On March 7, the Outdoor Recreation Industry Roundtable (ORIR) held briefings for staffers from both the U.S. House of Representatives and the United States Senate, introducing the newly formed organization itself and detailing the economic impact of outdoor recreation within the United States.
ORIR representatives reported that outdoor recreation generates $646 billion in direct economic spending and supports some 6.1 million jobs in the U.S. And they explained that there are great opportunities to increase that impact in the future by expanding access to healthy, active fun outdoors on America’s public lands and waters. They also briefed Congressional staffers about ORIR’s key goals, which include:
- Fast tracking the implementation of the recently enacted Outdoor Recreation Jobs and Economic Impact (REC) Act;
- Prioritizing recreation-related infrastructure improvements in federal agency budgets;
- Establishing more public-private partnerships to address maintenance backlogs on public lands;
- Achieving better balance between recreation and conservation in federal agency decisions; and
- Developing and deploying a digital information strategy for outdoor recreation on federal lands.

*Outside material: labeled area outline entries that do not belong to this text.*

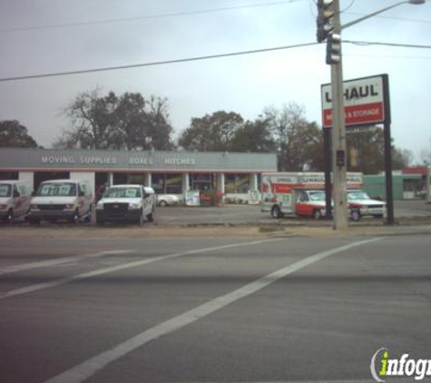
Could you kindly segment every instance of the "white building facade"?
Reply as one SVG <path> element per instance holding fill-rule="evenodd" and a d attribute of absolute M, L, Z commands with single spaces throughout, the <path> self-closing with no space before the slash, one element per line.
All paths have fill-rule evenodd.
<path fill-rule="evenodd" d="M 141 183 L 158 194 L 217 190 L 244 199 L 260 175 L 277 171 L 275 153 L 0 149 L 0 179 L 27 180 L 34 189 L 53 179 L 85 179 L 100 185 Z"/>

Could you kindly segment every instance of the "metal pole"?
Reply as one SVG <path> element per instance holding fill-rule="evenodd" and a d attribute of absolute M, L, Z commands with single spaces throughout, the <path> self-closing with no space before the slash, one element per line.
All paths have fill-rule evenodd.
<path fill-rule="evenodd" d="M 323 128 L 323 159 L 325 162 L 325 206 L 326 219 L 332 220 L 332 183 L 331 183 L 331 129 Z"/>
<path fill-rule="evenodd" d="M 392 189 L 392 139 L 390 133 L 390 124 L 392 122 L 390 111 L 390 97 L 389 97 L 389 78 L 387 74 L 382 75 L 383 80 L 383 94 L 385 104 L 385 125 L 384 125 L 384 138 L 385 138 L 385 181 L 387 192 L 387 224 L 393 225 L 395 223 L 394 215 L 394 193 Z"/>
<path fill-rule="evenodd" d="M 334 34 L 341 34 L 339 0 L 334 2 Z M 341 43 L 340 43 L 341 44 Z M 344 87 L 342 52 L 338 64 L 331 64 L 332 86 L 332 172 L 334 174 L 334 229 L 348 228 L 346 126 L 344 119 Z"/>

“As an outcome of cuts in Federal spending, many Federal agencies are reducing or eliminating recreational opportunities,” said Archery Trade Association president Jay McAninch. “The ORIR member industries believe this is tragic, and are offering private investments on public lands as a way to provide all Americans with the chance to recreate outdoors – an American birthright. Our industry’s view is this a much-needed stimulus for the Federal lands which are solely lacking in welcoming our citizens outdoors.”
“An Eisenhower era infrastructure and public lands management approach will not meet the needs of a 21st century consumer,” said Frank Hugelmeyer, president of the RV Industry Association. “That is why we were on Capitol Hill, introducing the Outdoor Recreation Industry Roundtable to the Senate and House of Representative and sharing our ideas about policy and regulatory reforms necessary to grow the outdoor recreation economy.”
The ORIR also delivered another key message: tight federal budgets should not be allowed to reduce access to public lands and waters or diminish the quality of outdoor recreation experiences. Solutions to budget-related challenges involving partnerships and private investment have long been a tradition on the nation’s public lands and need to be embraced.
The well-attended briefings opened doors to improved communication and partnerships between ORIR and Congressional offices that will continue to raise Congressional awareness of the importance of outdoor recreation and encourage actions to improve recreational opportunities on America’s public lands and waters.